I have a numeric vector that contains some numeric id values (id_1
) and a data.frame with related (integer) id values and measured variables that I would like to merge (df_to_merge
).
A minimum example representing my data is
set.seed(123)
id_1 <- sort(runif(1499, min=0, max=750))

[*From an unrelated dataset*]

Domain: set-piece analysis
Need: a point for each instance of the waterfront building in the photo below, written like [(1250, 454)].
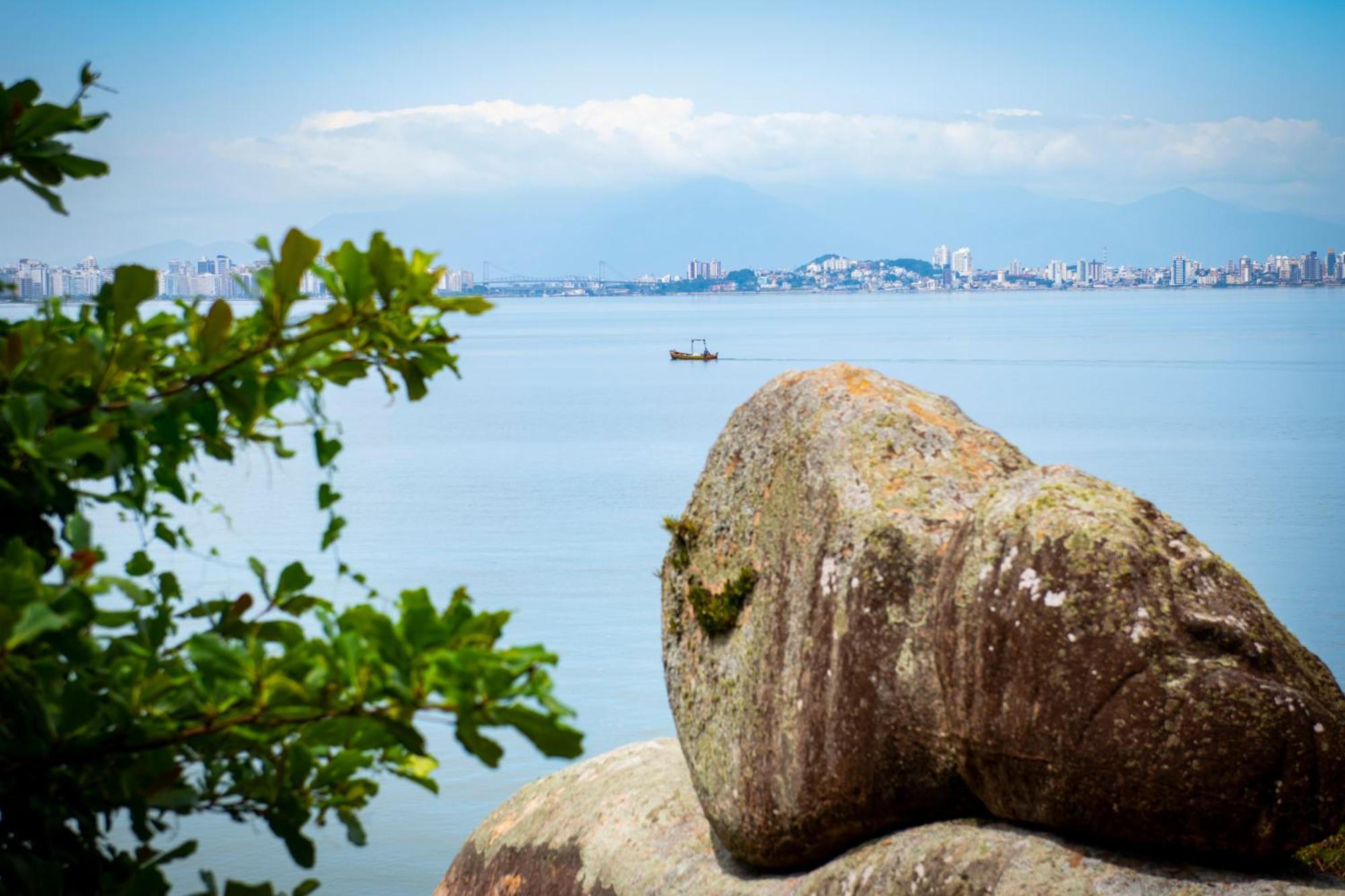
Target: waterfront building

df_to_merge <- data.frame(
id_2 = c(2,20,45,60,72,100,150,200),
var1 = runif(8, min = 0, max = 30),
var2 = runif(8, min = 0, max = 10),
var3 = runif(8, min = 0, max = 3)
)
> df_to_merge
id_2 var1 var2 var3
1 2 28.705000 3.279207 1.6321981
2 20 13.600025 9.545036 1.7824261
3 45 20.327119 8.895393 0.8674792
4 60 17.179002 6.928034 0.4413409
5 72 3.087740 6.405068 2.8890727
6 100 26.994749 9.942698 2.7068971
7 150 7.382632 6.557058 2.0721158
8 200 1.261786 7.085305 2.3864023
Obviously, a simple merge as follows does not work as the id values id_1
and id_2
are not matching (or only partially matching):
df <- merge(cbind(id_1),
df_to_merge,
by = 1, all.x = TRUE)
What I want to achieve is a data.frame like df_wanted
below, where data are merged on the minimum difference between the id values id_1
and id_2
:
df_intermediate <- data.frame(
id_1 = c(id_1[c(5,44,89,123,145,200,298,397)]),
var1 = df_to_merge$var1,
var2 = df_to_merge$var2,
var3 = df_to_merge$var3
)
df_wanted <- merge(cbind(id_1),
df_intermediate,
by = 1,
all.x = TRUE
)
> head(df_wanted)
id_1 var1 var2 var3
1 0.3490118 NA NA NA
2 0.4685800 NA NA NA
3 0.8668648 NA NA NA
4 0.8937213 NA NA NA
5 1.8591077 28.705 3.279207 1.632198
6 2.7631707 NA NA NA
I went through many similar questions that somewhat got close to my problem (e.g. https://stackoverflow.com/a/16096226; https://discuss.analyticsvidhya.com/t/how-to-merge-datasets-on-nearest-values-in-r/570/4, yet, I didn't manage to achieve the result that I'm after.
Ideally, I would prefer a solution based on base R.
Many thanks in advance for any help and suggestions!